Estabelecendo assim uma analogia entre Cristo e a Igreja.

Na passagem bíblica 1Cor. 7, 1-13, São Paulo incita os esposos à lealdade e a conservarem-se juntos, amando-se e cuidando-se mutuamente. Descreve, nesta e noutras cartas (Col 3, 18-25), os principais direitos e deveres dos esposos e o modo como se devem relacionar.

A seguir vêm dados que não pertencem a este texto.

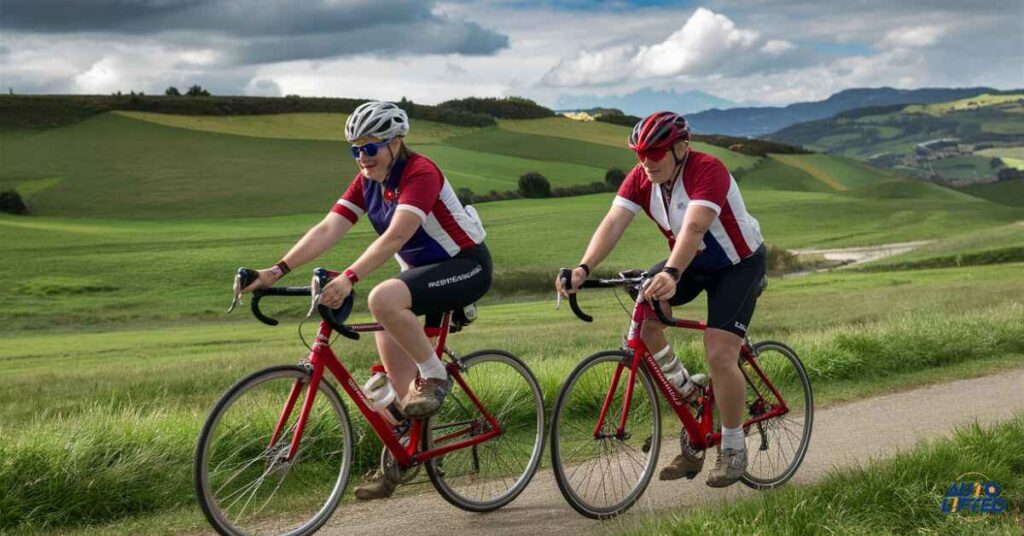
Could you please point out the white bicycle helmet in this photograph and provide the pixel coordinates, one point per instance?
(377, 118)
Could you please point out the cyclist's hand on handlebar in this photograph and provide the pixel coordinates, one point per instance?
(662, 287)
(336, 291)
(579, 276)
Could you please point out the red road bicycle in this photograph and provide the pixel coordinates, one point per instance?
(274, 455)
(606, 425)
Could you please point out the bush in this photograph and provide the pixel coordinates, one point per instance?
(11, 202)
(535, 186)
(613, 178)
(197, 90)
(508, 108)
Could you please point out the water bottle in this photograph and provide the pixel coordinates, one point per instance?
(383, 398)
(677, 374)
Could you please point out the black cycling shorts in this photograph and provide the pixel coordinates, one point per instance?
(450, 284)
(732, 291)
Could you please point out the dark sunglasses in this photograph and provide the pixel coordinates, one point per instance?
(653, 155)
(370, 149)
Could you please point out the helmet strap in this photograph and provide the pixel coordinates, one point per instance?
(680, 163)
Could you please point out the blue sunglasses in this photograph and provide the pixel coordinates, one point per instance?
(370, 149)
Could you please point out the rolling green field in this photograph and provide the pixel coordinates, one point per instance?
(115, 341)
(1005, 192)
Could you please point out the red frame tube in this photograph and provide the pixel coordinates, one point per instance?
(700, 434)
(322, 357)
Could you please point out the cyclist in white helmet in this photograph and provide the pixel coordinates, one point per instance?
(437, 242)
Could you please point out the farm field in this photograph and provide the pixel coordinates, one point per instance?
(115, 342)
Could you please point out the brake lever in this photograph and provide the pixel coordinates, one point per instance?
(237, 288)
(314, 292)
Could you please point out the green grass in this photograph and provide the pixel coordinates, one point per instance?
(898, 496)
(100, 273)
(131, 402)
(772, 174)
(838, 172)
(1003, 244)
(1005, 192)
(544, 148)
(608, 134)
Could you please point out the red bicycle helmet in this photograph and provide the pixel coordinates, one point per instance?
(653, 135)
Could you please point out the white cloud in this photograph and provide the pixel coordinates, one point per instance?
(707, 40)
(777, 46)
(600, 67)
(708, 44)
(911, 37)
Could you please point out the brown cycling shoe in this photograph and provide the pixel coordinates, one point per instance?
(729, 466)
(425, 397)
(378, 486)
(688, 464)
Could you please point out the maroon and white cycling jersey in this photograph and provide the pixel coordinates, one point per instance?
(415, 184)
(733, 236)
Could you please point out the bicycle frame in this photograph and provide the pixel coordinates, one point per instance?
(701, 435)
(322, 357)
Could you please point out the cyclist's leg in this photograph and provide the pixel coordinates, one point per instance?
(400, 366)
(652, 332)
(731, 297)
(434, 289)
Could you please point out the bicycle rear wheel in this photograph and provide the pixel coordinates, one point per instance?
(487, 476)
(245, 484)
(776, 447)
(601, 477)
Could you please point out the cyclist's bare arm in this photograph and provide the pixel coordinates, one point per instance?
(696, 221)
(317, 240)
(603, 241)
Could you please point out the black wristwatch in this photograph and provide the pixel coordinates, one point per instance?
(672, 272)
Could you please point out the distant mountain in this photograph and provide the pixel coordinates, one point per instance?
(961, 141)
(644, 101)
(760, 121)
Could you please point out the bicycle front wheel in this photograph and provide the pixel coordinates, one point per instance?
(246, 484)
(600, 471)
(489, 475)
(776, 447)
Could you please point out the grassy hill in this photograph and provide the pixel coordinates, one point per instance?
(986, 126)
(145, 165)
(1005, 192)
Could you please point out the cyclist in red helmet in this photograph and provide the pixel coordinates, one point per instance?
(716, 247)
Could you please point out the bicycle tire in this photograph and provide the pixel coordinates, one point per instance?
(787, 436)
(474, 479)
(256, 420)
(570, 402)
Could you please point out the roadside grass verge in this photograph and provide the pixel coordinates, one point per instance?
(70, 460)
(898, 496)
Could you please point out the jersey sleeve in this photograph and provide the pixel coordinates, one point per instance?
(352, 203)
(712, 186)
(420, 189)
(628, 196)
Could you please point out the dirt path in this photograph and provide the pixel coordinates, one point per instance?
(843, 437)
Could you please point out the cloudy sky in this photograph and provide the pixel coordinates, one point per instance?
(768, 51)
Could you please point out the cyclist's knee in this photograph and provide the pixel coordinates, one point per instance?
(388, 297)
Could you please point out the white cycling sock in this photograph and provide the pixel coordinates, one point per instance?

Preocupa-se também em dar orientações de como os cristãos se devem relacionar no seio da família, tendo por base o respeito, a paciência e a humildade.

Na tradição cristã, é possível apresentar a sagrada família de Nazaré como modelo de projeto de fé entre eles. Sendo Maria o verdadeiro exemplo de entrega e dedicação a Deus. Fiel até ao fim da sua vida, preocupa-se em amar o seu filho, mesmo que tantas vezes não compreenda totalmente o significado dos seus atos ou das suas palavras. Tal como é referido em Lc 2, 48, em que Maria questiona o seu filho. “Meu filho, por que agiste assim connosco? Olha que teu pai e eu, aflitos, te procurávamos”.

José, o esposo fiel que coopera com os planos de Deus. Através do seu trabalho e como judeu fiel, vive em Nazaré, cumprindo também ele o que Deus lhe pede.

O Evangelho pouco narra acerca do dia-a-dia da sagrada família, especialmente ao longo da vida privada de Jesus, embora a tradição da Igreja tenha sempre privilegiado o papel dos pais de Jesus na cooperação que deram para que fosse possível o projeto redentor de Deus.